1. An optical communications terminal comprising:

an optical phased array (OPA) photonic integrated chip comprising: a plurality of phase shifters arranged in a plurality of segments; one or more additional phase shifters, a plurality of switches corresponding to each of the plurality of segments; and one or more splitters;

a full array transceiver configured to allow for transmission and receipt of optical communications beams functionality with the plurality of segments; and

a plurality of segment transceivers each associated with one of the plurality of segments.

2. The optical communications terminal of claim 1, further comprising one or more paths extending from one or more of the full array transceivers and the plurality of the segment transceivers to the plurality of segments.

3. The optical communications terminal of claim 2, wherein the one or more paths include a plurality of full array paths and a plurality of segment paths, the plurality of full array paths extending from the full array transceiver to each of the plurality of segments, and the plurality of segment paths extending from each of the plurality of segment transceivers to each corresponding segment of the plurality of segments.

4. The optical communications terminal of claim 3, wherein the one or more additional phase shifters are disposed in at least one of the plurality of full array paths.

5. The optical communications terminal of claim 3, wherein the one or more splitters are disposed in at least one of the plurality of full array paths.

6. The optical communications terminal of claim 3, wherein the plurality of switches are disposed in one of the plurality of full array paths and one of the plurality of segment paths.

7. The optical communications terminal of claim 1, wherein each of the plurality of segments includes a waveguide configuration, the waveguide configuration comprising:

one or more combiners; and

an edge coupler;

wherein the one or more combiners and edge coupler are connected via waveguides.

8. A method of transmitting one or more optical communications beams comprising:

driving, by one or more processors of a first optical communications terminal, a plurality of phase shifters arranged in a plurality of segments;

placing a plurality of switches in one of i) a first position or ii) a second position, wherein the first position allows for joint functionality of the plurality of segments and wherein the second position allows for independent functionality of the plurality of segments;

directing power of the one or more optical communications beams along one or more paths extending from a plurality of transceivers to the plurality of segments; and

transmitting, by the one or more processors, the one or more optical communications beams via one or more of the plurality of transceivers.

9. The method of claim 8, wherein placing a plurality of switches in one of i) the first position or ii) the second position is conducted during setup of the first optical communications terminal.

10. The method of claim 8, wherein placing a plurality of switches in one of i) the first position or ii) the second position is conducted following receipt of one or more beacon signals from one or more remote optical communications terminals.

11. The method of claim 8, further comprising, determining, by the one or more processors, a desired pointing direction for the one or more optical communications beams based on one or more locations corresponding to one or more remote devices.
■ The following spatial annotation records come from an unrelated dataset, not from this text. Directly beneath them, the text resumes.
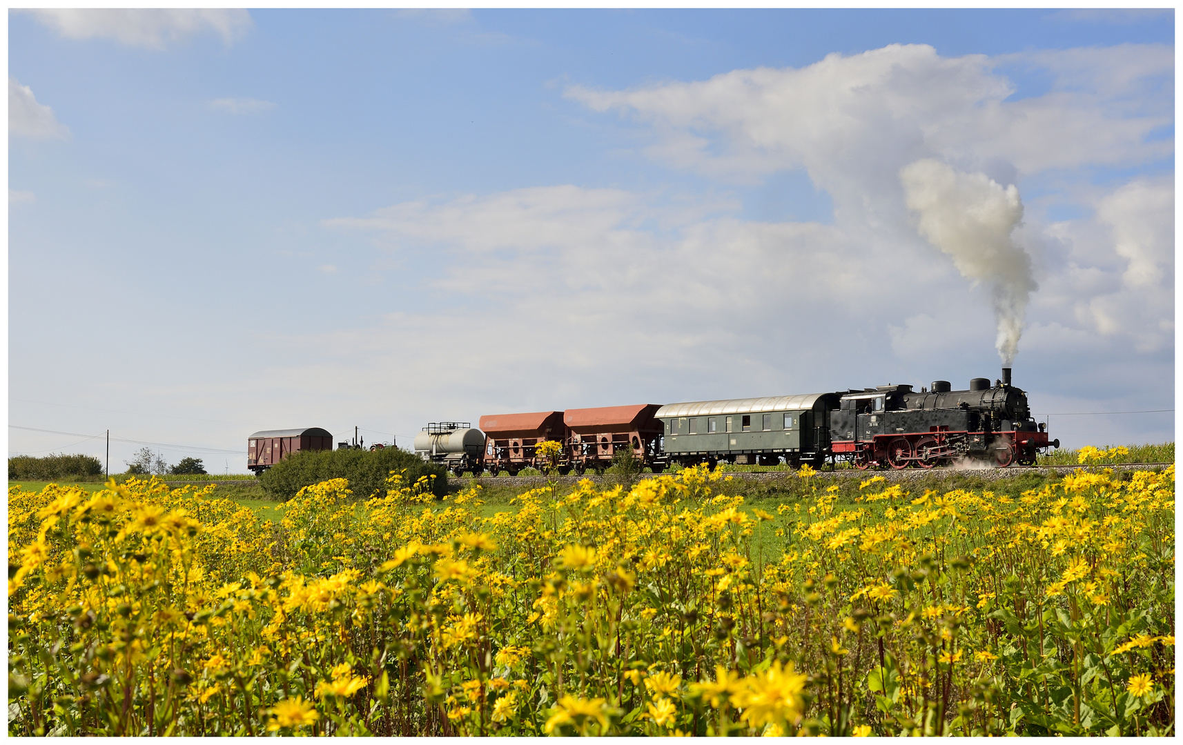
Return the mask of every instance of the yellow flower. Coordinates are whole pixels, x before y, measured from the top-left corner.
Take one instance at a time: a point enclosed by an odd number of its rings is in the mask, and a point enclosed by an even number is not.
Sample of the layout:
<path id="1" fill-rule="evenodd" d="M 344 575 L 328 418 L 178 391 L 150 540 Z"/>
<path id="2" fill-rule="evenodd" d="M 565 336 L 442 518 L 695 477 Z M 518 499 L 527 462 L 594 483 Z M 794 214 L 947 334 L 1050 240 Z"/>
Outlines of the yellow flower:
<path id="1" fill-rule="evenodd" d="M 722 665 L 717 665 L 715 667 L 715 682 L 707 680 L 691 684 L 690 689 L 694 694 L 706 697 L 711 707 L 718 708 L 722 701 L 739 691 L 739 675 Z"/>
<path id="2" fill-rule="evenodd" d="M 583 734 L 593 721 L 600 725 L 601 734 L 608 730 L 608 706 L 605 700 L 586 700 L 568 694 L 558 700 L 558 706 L 555 713 L 547 719 L 543 731 L 547 734 L 552 734 L 555 730 L 564 725 L 575 725 Z"/>
<path id="3" fill-rule="evenodd" d="M 493 704 L 493 721 L 505 721 L 517 712 L 517 691 L 510 691 Z"/>
<path id="4" fill-rule="evenodd" d="M 645 687 L 649 689 L 653 698 L 659 695 L 678 695 L 678 688 L 681 686 L 681 675 L 671 675 L 670 673 L 653 673 L 645 679 Z"/>
<path id="5" fill-rule="evenodd" d="M 569 545 L 558 556 L 558 563 L 563 569 L 592 569 L 595 566 L 595 549 L 592 546 Z"/>
<path id="6" fill-rule="evenodd" d="M 648 682 L 648 681 L 646 681 Z M 648 705 L 649 713 L 646 714 L 659 727 L 672 727 L 678 717 L 678 707 L 666 698 L 658 698 Z"/>
<path id="7" fill-rule="evenodd" d="M 1155 689 L 1155 682 L 1150 679 L 1150 673 L 1134 675 L 1130 679 L 1130 685 L 1125 687 L 1130 695 L 1144 697 Z"/>
<path id="8" fill-rule="evenodd" d="M 794 673 L 791 662 L 784 667 L 772 662 L 767 670 L 743 679 L 732 701 L 743 710 L 742 719 L 752 727 L 795 720 L 804 706 L 801 694 L 807 678 Z"/>
<path id="9" fill-rule="evenodd" d="M 899 590 L 891 587 L 886 582 L 881 582 L 867 591 L 867 596 L 872 600 L 890 601 L 891 598 L 899 595 Z"/>
<path id="10" fill-rule="evenodd" d="M 271 715 L 274 718 L 267 724 L 267 732 L 276 732 L 283 727 L 304 727 L 321 718 L 319 712 L 303 697 L 277 701 L 271 708 Z"/>
<path id="11" fill-rule="evenodd" d="M 317 698 L 342 698 L 348 699 L 369 684 L 369 678 L 341 678 L 332 682 L 321 681 L 316 684 Z"/>
<path id="12" fill-rule="evenodd" d="M 493 660 L 497 665 L 503 665 L 505 667 L 517 667 L 522 661 L 522 655 L 524 655 L 529 649 L 525 647 L 513 647 L 506 644 L 497 652 L 497 656 Z"/>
12. The method of claim 11, wherein the one or more locations of the one or more remote devices are provided predefined locations.

13. The method of claim 11, further comprising determining the one or more locations of the one or more remote devices based on characteristics of one or more received from the one or more remote devices during acquisition.

14. The method of claim 8, wherein:

the plurality of switches are placed in the first position;

the plurality of transceivers includes a full array transceiver configured to allow for transmission of optical communications beams functionality with the plurality of segments;

the one or more paths include a plurality of full array paths, the plurality of full array paths extending from the full array transceiver to each of the plurality of segments; and

directing power of the one or more optical communications beams along one or more paths extending from a plurality of transceivers to the plurality of segments includes: dividing power along the plurality of full array paths using one or more splitters.

15. The method of claim 14, wherein transmitting, by the one or more processors, the one or more optical communications beams via one or more of the plurality of transceivers includes:

transmitting, by the one or more processors, the one or more optical communications beams via the full array transceiver.

16. The method of claim 8, wherein:

the plurality of switches are placed in the second position;

the plurality of transceivers includes a plurality of segment transceivers each associated with one of the plurality of segments;

the one or more paths include a plurality of segment paths, the plurality of segment paths extending from each of the plurality of segment transceivers to each corresponding segment of the plurality of segments; and

directing power of the one or more optical communications beams along one or more paths extending from a plurality of transceivers to the plurality of segments includes: directing power along the plurality of segment paths.

17. The method of claim 16, wherein transmitting, by the one or more processors, the one or more optical communications beams via one or more of the plurality of transceivers includes:

transmitting, by the one or more processors, the one or more optical communications beams via one or more of the plurality of segment transceivers.

18. A method of receiving one or more optical communications beams comprising:

driving, by one or more processors of a first optical communications terminal, a plurality of phase shifters arranged in a plurality of segments;

placing, by the one or more processors, a plurality of switches in one of i) a first position or ii) a second position, wherein the first position allows for joint functionality of the plurality of segments and wherein the second position allows for independent functionality of the plurality of segments;

directing power of the one or more optical communications beams along one or more paths extending from a plurality of transceivers to the plurality of segments; and

receiving, by the one or more processors, the one or more optical communications beams via one or more of the plurality of transceivers.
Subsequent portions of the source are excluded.